Subject: Re: Inconsistent dependency handling
To: None <firstname.lastname@example.org>
From: Chapman Flack <email@example.com>
Date: 05/24/2006 18:29:17
> The major difference in that case is that bin-install does exact
> matching and pkg_add looks for the latest version of a package.
I think this picture is oversimplified. True, 'cd foo ; make bin-install'
will install an exact match of foo itself (which can only be out of date
if the pkgsrc tree is), but for prerequisites of foo, install-depends
preserves their specified Dewey wildcards and the sub-invocations of
bin-install pass these on to pkg_add.
> This description of the situation is IMO incorrect. pkgsrc normally
> requires exact matches for bin-install as dependency and therefore
Can you clarify what you mean by this? It seems possible that either I
am misunderstanding you, or we disagree as to what bsd.pkg.mk actually
> pkg_add wouldn't pick the best match. The only situation were this makes
> a difference is when a newer version is available as binary package than
> available in the tree. Often this is a broken dependency though.
Under what circumstances can a binary package be available in a newer
version than the tree knows how to build? Only, I would argue, when the
local tree is out of date. But the converse situation is rather common,
during the time lag between updating of the tree and the upload of new
binary packages. There it is important to recognize that an available
binary package will satisfy the requirement rather than forcing a source
build of the very newest; that's why install-depends behaves as it does.
> I'd prefer to see options encoded in the binary package name instead,
> which would fix this problem as well.
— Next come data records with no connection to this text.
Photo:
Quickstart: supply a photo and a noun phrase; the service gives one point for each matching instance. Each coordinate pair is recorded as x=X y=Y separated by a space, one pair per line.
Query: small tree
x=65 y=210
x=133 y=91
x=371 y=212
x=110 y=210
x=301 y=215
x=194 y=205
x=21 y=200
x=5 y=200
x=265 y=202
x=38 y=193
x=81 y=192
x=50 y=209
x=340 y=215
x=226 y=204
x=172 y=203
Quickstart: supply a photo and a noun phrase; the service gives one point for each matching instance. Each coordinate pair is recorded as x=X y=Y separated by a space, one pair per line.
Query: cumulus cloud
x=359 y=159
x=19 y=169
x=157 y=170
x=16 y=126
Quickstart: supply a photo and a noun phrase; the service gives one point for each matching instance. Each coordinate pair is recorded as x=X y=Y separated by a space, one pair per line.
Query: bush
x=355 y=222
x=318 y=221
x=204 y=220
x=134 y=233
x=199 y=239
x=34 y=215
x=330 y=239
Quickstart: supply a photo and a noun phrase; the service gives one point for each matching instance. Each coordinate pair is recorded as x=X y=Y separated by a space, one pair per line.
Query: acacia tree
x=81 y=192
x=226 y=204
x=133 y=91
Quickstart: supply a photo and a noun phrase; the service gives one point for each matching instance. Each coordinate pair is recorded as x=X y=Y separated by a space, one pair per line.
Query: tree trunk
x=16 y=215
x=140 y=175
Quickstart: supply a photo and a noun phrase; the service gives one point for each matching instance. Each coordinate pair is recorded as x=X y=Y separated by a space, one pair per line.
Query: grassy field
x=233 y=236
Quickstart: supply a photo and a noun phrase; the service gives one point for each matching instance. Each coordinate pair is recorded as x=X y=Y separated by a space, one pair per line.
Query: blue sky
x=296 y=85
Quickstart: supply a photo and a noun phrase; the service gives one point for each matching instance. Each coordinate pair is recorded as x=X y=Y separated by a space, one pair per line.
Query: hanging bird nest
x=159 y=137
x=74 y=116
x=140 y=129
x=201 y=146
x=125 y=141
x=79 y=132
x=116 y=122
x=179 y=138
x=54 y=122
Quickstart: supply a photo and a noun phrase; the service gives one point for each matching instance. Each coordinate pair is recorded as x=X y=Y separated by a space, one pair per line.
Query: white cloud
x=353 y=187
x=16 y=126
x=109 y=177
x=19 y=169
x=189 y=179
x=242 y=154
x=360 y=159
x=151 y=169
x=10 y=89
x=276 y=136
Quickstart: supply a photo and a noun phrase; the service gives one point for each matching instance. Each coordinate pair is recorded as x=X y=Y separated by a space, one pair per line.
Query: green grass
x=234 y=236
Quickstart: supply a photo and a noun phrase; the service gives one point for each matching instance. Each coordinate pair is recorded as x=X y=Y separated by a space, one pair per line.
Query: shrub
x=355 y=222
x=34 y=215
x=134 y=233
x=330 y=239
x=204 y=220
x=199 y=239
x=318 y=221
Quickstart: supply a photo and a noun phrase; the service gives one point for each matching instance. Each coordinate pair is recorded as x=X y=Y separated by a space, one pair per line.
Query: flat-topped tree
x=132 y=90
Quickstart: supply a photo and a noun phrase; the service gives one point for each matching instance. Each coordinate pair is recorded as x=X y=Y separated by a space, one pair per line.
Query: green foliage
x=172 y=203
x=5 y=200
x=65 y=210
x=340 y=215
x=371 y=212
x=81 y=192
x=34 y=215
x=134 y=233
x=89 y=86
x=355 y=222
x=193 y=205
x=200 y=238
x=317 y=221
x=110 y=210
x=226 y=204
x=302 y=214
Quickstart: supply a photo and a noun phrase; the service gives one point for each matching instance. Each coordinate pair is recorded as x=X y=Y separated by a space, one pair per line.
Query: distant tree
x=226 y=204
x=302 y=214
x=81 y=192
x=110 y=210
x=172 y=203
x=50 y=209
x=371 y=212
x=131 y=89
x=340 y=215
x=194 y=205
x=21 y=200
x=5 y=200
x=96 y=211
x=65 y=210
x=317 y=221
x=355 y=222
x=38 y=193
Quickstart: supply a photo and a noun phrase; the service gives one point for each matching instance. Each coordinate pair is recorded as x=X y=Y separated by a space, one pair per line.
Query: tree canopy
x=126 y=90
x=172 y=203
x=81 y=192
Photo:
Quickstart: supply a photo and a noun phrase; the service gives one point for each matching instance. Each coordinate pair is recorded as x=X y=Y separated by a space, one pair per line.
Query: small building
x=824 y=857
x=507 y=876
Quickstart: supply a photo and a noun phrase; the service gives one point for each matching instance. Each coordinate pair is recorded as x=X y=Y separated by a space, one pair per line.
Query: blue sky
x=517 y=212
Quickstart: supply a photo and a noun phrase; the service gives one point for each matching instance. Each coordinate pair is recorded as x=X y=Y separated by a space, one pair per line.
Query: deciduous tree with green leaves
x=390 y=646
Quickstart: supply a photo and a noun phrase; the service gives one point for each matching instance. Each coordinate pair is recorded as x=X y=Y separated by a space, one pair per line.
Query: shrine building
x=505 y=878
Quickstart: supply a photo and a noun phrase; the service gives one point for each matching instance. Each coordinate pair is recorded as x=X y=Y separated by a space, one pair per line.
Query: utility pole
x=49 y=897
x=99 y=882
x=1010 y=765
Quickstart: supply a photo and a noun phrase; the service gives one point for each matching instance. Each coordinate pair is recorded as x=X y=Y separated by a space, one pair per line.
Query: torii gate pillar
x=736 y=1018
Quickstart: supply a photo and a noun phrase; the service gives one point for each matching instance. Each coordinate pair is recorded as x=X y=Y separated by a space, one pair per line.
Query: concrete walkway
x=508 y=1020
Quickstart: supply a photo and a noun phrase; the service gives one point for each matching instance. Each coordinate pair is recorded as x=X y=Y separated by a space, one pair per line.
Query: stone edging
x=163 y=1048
It would need some extensions to
> Dewey to match options, but that's a separate question.
That would be another workable approach, but then it should not be
forgotten that pkg_add needs to know what combinations of options to
look for; this information cannot come solely from packages' internal
dependency lists, because site choices are involved; those choices are
currently recorded in mk.conf in a rich syntax parsable by make, and
I think it's important that they be recorded in /one/ place, and
> pkg_add should *never* consult the make system. The relationship if any
> is "source build use pkg_add", but never the other way around. This
That is the question, and I'm not sure I'm yet convinced that's the best
answer to it. The make system is where the information is. Even if some
of the information gets written into the package files, the make system is
where it came from. It is recorded there in compact and sophisticated
ways using variables, arrays, conditional, inclusion, and looping
constructs that pkg_add does not currently duplicate and arguably should
I don't think a user of the system will be especially impressed by the
philosophical purity of a separation, if the effect is a system that is
harder to use and less well integrated. Any way you slice it, the two
systems /are/ interdependent. They are interdependent for the inevitable
reason that binary builds are not always available for the packages you
need, in the versions and configurations you need, when you need them,
so a source build fallback is necessary, and yet source-building everything
may be prohibitively expensive, so it must be easy to have packages
binary-installed when available in the right versions/options. The
philosophical decisions about how the parts of our system should or should
not interact need to be judged by how well the resulting total system
will perform under those inescapable demands.
> might be solvable by requesting pkg_add to be non-recursive, but in
That would be a solution, but it would have a higher performance cost
than one that does as much work as possible and appropriate in a single
> general is a difficult problem. I'm not sure whether this can be solved
> elegantly though. A combination of pkg-summary and a "reject" list (aka
> don't install binary packages matching this pattern) might do this, but
> frankly I'm not sure if it worth the trouble.
Right now we have a system where an objective that is really easy
to state--outfit my system with these specified packages, and whatever
they require, observing these specified constraints on versions and
options, and do it by binary installing whatever possible and building
the rest--is practically unachievable, and where the failure modes would
sometimes strike a new user as downright goofy. If that can be improved
some, I think it could be well worth the trouble.